Where better to find large (and I mean LARGE) amounts of text with (hopefully) properly-used homophones than Wikipedia with its over 2 million articles? Every few weeks, Wikipedia dumps all the articles into a single file they make available for download to programmers wanting a way to do analysis on the complete Wikipedia text. If you had to guess how big Wikipedia is (minus images and revision history) in gigabytes, how big would you guess?

Uncompressed: 13.9 GB. That would fill 3 DVDs! Thankfully they compress it pretty heavily for downloading, but the compressed file still weighed in at 3.2 GB and took an entire night to download.

I based my list of homophones on this list available free online for academic use and research. The first Perl script I wrote scans all of Wikipedia for these words counting how many times they occur. Then it generates a list showing what percentage of the time a specific spelling of a homophone is used compared to its other spellings.

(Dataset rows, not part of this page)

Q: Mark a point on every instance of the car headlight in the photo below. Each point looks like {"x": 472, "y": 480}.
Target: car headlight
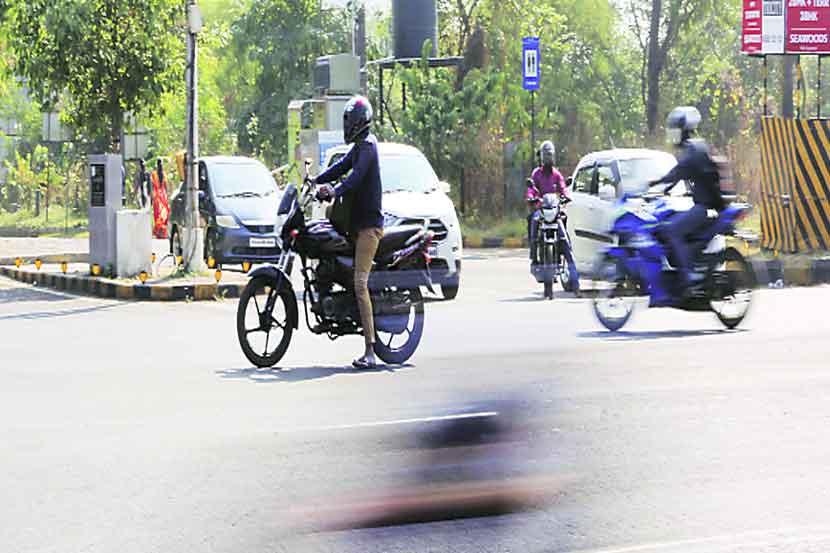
{"x": 226, "y": 221}
{"x": 390, "y": 220}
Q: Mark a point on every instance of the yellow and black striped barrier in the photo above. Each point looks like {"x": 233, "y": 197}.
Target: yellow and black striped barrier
{"x": 795, "y": 184}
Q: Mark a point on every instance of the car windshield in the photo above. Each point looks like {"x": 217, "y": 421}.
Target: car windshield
{"x": 238, "y": 180}
{"x": 636, "y": 173}
{"x": 407, "y": 173}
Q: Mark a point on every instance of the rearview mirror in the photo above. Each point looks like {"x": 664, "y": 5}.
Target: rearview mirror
{"x": 607, "y": 193}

I thought you might find the statistics thus far interesting. The below list is just a preliminary list. It is generated from scanning 6,000 Wikipedia articles. Scanning all 2 million+ articles will probably take my computer about 3 days of processing. Scanning articles that average 435 words/article looking for 1,543 different homophones is pretty processor intensive. My script is scanning a little less than 500 articles/minute--a lot faster than a human doing it by hand!

Frequency List (Based on 6,000 Wikipedia Articles)

Saturday, January 12, 2008

This Post Wrote Itself

Have you ever heard an author make the comment that a story wrote itself or a certain character dictated how they should develop? For example, Neil Gaiman, a favorite author of mine, just posted the following a few days ago on his blog:

I'm more or less happily writing Chapter Six of The Graveyard Book. I say more or less as I'm at that place where I hope that the book knows what it's doing because right now I don't have a clue -- I'm writing one scene after another like a man walking through a valley in thick fog, just able to see the path a little way ahead, but with no idea where it's actually going to lead him.
This kind of comment has always made me mad. I've always thought, "Writing--good writing at least--is hard work. Where do these people get off with the story doing all the work for them? I've never had one of my characters come to life and tell me, 'Okay, Mister, this is how it's going to be.'"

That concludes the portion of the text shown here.